# Carpenter Bee traps



## WOODSWIZE (Apr 17, 2013)

I just wanted to share- bought 2 of these homemade traps about 2 years ago. Since then I have made a few out of scrap material. We have a log home and a wood barn, and the Carpenter Bee's would just drill holes everywhere. 
I can not tell you enough about how great these traps work! Hundreds have been caught -and there is no bait or lure, they just go in one of the 4 drilled holes and fall down in the bottom bottle. Just unscrew and empty when the bees are dead. The buzzing in the bottle makes the other bees come in too!
I can see a huge difference around my house now. 

FYI -This is not an ad, but my wife found the orginals out of the Farmers & Consumers Market Bulletin. Seems like they were under the "Handicrafts & Oddities" section.

In the pic, you can see some a buzzing their last in the bottle!


----------



## Nugefan (Apr 17, 2013)

I'll have to make a few of them , they are trying to tote my barn off , one lil piece at a time ...


----------



## dawg2 (Apr 17, 2013)

I need to build a few of these.  I keep procrastinating...


----------



## Razor Blade (Apr 17, 2013)

My uncle built a few . They work.


----------



## sharpeblades (Apr 17, 2013)

I have some also that i made and they work good


----------



## arcame (Apr 17, 2013)

cool idea. i usually just let the kids loose with a badmitton racket.


----------



## fishbum2000 (Apr 17, 2013)

This is great, sure beats a ball cap and a mason jar


----------



## WOODSWIZE (Apr 17, 2013)

-Now I am trying to tie them with a rubber band maybe, to a fish hook and lob it out in the bass pond -buzzing around on the surface...then SPLOOSH!


----------



## tedsknives (Apr 17, 2013)

Very nice and thanks for posting


----------



## Flhtglen (Apr 17, 2013)

Cool.
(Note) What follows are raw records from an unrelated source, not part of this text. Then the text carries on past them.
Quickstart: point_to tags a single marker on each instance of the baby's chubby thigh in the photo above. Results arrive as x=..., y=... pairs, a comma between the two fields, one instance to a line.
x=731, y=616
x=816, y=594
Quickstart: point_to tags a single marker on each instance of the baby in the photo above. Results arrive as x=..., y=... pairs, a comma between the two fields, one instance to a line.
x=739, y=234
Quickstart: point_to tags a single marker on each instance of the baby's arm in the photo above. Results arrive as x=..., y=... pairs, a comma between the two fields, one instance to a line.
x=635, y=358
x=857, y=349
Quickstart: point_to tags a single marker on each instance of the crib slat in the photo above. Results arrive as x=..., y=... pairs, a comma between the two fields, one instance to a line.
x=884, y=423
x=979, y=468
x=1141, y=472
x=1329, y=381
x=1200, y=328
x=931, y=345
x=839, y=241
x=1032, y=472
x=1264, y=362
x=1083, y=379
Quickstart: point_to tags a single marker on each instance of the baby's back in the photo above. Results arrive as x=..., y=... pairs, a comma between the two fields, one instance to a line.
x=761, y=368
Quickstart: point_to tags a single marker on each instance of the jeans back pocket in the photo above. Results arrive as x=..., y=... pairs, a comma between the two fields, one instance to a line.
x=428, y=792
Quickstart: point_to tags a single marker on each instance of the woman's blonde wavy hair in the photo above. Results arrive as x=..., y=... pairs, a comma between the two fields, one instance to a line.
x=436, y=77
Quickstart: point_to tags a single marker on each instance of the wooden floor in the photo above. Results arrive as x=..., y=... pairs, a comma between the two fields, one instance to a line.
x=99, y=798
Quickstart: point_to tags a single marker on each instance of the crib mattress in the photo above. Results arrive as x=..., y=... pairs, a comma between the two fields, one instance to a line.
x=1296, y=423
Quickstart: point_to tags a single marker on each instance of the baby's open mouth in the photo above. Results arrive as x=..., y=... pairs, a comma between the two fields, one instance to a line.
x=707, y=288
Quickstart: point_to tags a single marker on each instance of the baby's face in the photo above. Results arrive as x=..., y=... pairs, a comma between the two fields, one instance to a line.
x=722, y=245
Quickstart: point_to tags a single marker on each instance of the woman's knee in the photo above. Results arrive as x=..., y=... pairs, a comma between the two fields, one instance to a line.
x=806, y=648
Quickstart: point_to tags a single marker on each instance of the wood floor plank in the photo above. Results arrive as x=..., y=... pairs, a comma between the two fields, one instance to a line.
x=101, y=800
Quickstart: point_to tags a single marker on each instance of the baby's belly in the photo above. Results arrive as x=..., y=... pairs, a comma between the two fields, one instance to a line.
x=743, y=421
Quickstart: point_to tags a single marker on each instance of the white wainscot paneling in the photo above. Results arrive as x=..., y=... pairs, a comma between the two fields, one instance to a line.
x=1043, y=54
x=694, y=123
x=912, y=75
I've got to make a couple. Thanks for sharing!


----------



## Anvil Head (Apr 18, 2013)

Apperciate the "share".....beginning construction first thing this morning. I have been giving them "Hotbutt" treatment around the forge (talk about intense buzzing!). Be a great project for the Grandson next visit as well.
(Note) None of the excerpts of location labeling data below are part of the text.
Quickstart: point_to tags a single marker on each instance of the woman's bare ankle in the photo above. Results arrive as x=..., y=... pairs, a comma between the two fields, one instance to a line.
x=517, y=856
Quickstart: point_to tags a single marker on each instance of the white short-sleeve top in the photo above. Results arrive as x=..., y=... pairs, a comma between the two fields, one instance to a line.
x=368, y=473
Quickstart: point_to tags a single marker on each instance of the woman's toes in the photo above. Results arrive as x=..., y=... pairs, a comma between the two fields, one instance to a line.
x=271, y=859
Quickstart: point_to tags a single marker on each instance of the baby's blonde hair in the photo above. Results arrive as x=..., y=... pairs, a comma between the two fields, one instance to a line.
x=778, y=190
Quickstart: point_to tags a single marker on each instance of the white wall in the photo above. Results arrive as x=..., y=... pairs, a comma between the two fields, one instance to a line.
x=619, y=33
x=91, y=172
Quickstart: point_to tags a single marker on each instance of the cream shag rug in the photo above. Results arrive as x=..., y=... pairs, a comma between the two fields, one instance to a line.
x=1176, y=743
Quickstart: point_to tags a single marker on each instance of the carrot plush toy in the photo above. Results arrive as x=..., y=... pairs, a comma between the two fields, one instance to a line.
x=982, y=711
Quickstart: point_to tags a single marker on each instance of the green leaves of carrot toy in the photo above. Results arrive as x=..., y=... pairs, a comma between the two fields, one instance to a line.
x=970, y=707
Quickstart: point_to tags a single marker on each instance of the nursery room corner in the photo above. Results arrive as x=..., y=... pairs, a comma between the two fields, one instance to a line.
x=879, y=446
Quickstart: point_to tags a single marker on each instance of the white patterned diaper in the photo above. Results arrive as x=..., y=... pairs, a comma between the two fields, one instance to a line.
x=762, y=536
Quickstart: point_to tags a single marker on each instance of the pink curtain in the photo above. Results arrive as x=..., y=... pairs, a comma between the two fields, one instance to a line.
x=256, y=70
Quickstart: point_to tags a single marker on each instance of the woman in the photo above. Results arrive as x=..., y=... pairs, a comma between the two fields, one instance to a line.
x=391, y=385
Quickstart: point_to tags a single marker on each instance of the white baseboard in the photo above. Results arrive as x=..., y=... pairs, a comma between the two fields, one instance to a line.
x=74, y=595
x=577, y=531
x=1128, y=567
ps - hope your little spider hunting skink (upper right) doesn't get trapped in there.


----------



## WOODSWIZE (Apr 18, 2013)

Anvil Head said:


> Apperciate the "share".....beginning construction first thing this morning. I have been giving them "Hotbutt" treatment around the forge (talk about intense buzzing!). Be a great project for the Grandson next visit as well.
> 
> ps - hope your little spider hunting skink (upper right) doesn't get trapped in there.



-Thanks..and so far so good on the ton's of Skink Lizard's we have not getting in the traps.


----------



## john costa (Apr 18, 2013)

I'll make some TODAY !


----------